Order by average prop. incidence, using the %+% trick:

cbpp2R <- transform(cbpp2,herd=reorder(herd,incidence/size))
g4 %+% cbpp2R

two-stage analysis:

(g0
    + geom_point(aes(size=size,group=herd))
    + geom_smooth(aes(group=herd,weight=size),
                  method="glm",
                  method.args=list(family=binomial),
                  se=FALSE))
## `geom_smooth()` using formula = 'y ~ x'

(ignore glm.fit warnings if you try this)

scatterplots: gopher tortoise mycoplasma data

Gopher tortoise data (from Ozgul et al. (2009), see ecostats chapter)

Plot density of shells from freshly dead tortoises (shells/Area) as a function of mycoplasmal prevalence (%, prev): you may want to consider site, year of collection, or population density as well.

load("../../data/gopherdat2.RData")
g5 <- ggplot(Gdat,aes(prev,shells/Area))+geom_point()
g5+geom_encircle(aes(group=Site))
g5+geom_encircle(aes(group=Site),s_shape=1,expand=0) ## convex hulls
## connect points to center
g5+stat_centseg(aes(group=Site),cfun=mean)

treatment comparisons: clipping data

Data from Banta, Stevens, and Pigliucci (2010):

Easier if there is one data point per group (connect with lines), but

load("../../data/Banta.RData")
## dat.tf$ltf1 <- log(dat.tf$total.fruits+1)
g6 <- ggplot(dat.tf,aes(nutrient,total.fruits,colour=gen))+
    geom_point()+
    scale_y_continuous(trans="log1p")+
    facet_wrap(~amd)+
    stat_summary(fun.y=mean,aes(group=interaction(popu,gen)),
                 geom="line")
## Warning: The `fun.y` argument of `stat_summary()` is deprecated as of ggplot2 3.3.0.
## ℹ Please use the `fun` argument instead.
## This warning is displayed once every 8 hours.
## Call `lifecycle::last_lifecycle_warnings()` to see where this warning was generated.

If stat_summary is used with fun.data=, it can also compute confidence intervals. Try "mean_cl_boot" or "mean_cl_normal" (see ?mean_cl_boot)

Dynamic graphics:

library(plotly)
ggplotly(g6)

exercise

Pick a data set from the list available on the web page (or use your own) and create two plots that indicate the grouping in different ways.

References

Banta, Joshua A., Martin H. H. Stevens, and Massimo Pigliucci. 2010. “A Comprehensive Test of the ’Limiting Resources’ Framework Applied to Plant Tolerance to Apical Meristem Damage.” Oikos 119 (2): 359–69. https://doi.org/10.1111/j.1600-0706.2009.17726.x.

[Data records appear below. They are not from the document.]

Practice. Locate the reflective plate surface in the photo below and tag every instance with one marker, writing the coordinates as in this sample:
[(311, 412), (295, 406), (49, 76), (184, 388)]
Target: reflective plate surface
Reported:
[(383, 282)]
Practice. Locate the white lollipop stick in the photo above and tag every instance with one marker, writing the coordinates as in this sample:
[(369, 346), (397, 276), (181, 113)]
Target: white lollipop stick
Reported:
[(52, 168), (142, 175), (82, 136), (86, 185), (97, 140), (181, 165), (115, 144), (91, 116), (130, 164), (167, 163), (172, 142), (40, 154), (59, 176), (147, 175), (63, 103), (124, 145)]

Cleveland, William. 1993. Visualizing Data. Summit, NJ: Hobart Press.

Cleveland, William S., and Robert McGill. 1984. “Graphical Perception: Theory, Experimentation, and Application to the Development of Graphical Methods.” Journal of the American Statistical Association 79 (387): 531–54. https://doi.org/10.2307/2288400.

———. 1987. “Graphical Perception: The Visual Decoding of Quantitative Information on Graphical Displays of Data.” Journal of the Royal Statistical Society. Series A (General) 150 (3): 192–229. https://doi.org/10.2307/2981473.

John Rauser. 2016. “How Humans See Data.” https://www.youtube.com/watch?v=fSgEeI2Xpdc.

Lesnoff, Matthieu, Géraud Laval, Pascal Bonnet, Sintayehu Abdicho, Asseguid Workalemahu, Daniel Kifle, Armelle Peyraud, Renaud Lancelot, and François Thiaucourt. 2004. “Within-Herd Spread of Contagious Bovine Pleuropneumonia in Ethiopian Highlands.” Preventive Veterinary Medicine 64 (1): 27–40. https://doi.org/10.1016/j.prevetmed.2004.03.005.

Ozgul, Arpat, Madan K Oli, Benjamin M Bolker, and Carolina Perez-Heydrich. 2009. “Upper Respiratory Tract Disease, Force of Infection, and Effects on Survival of Gopher Tortoises.” Ecological Applications 19 (3): 786–98. http://www.ncbi.nlm.nih.gov/pubmed/19425439.

Wickham, Hadley. 2009. Ggplot2: Elegant Graphics for Data Analysis. 2nd Printing. Springer.

Wilkinson, L. 1999. The Grammar of Graphics. New York: Springer.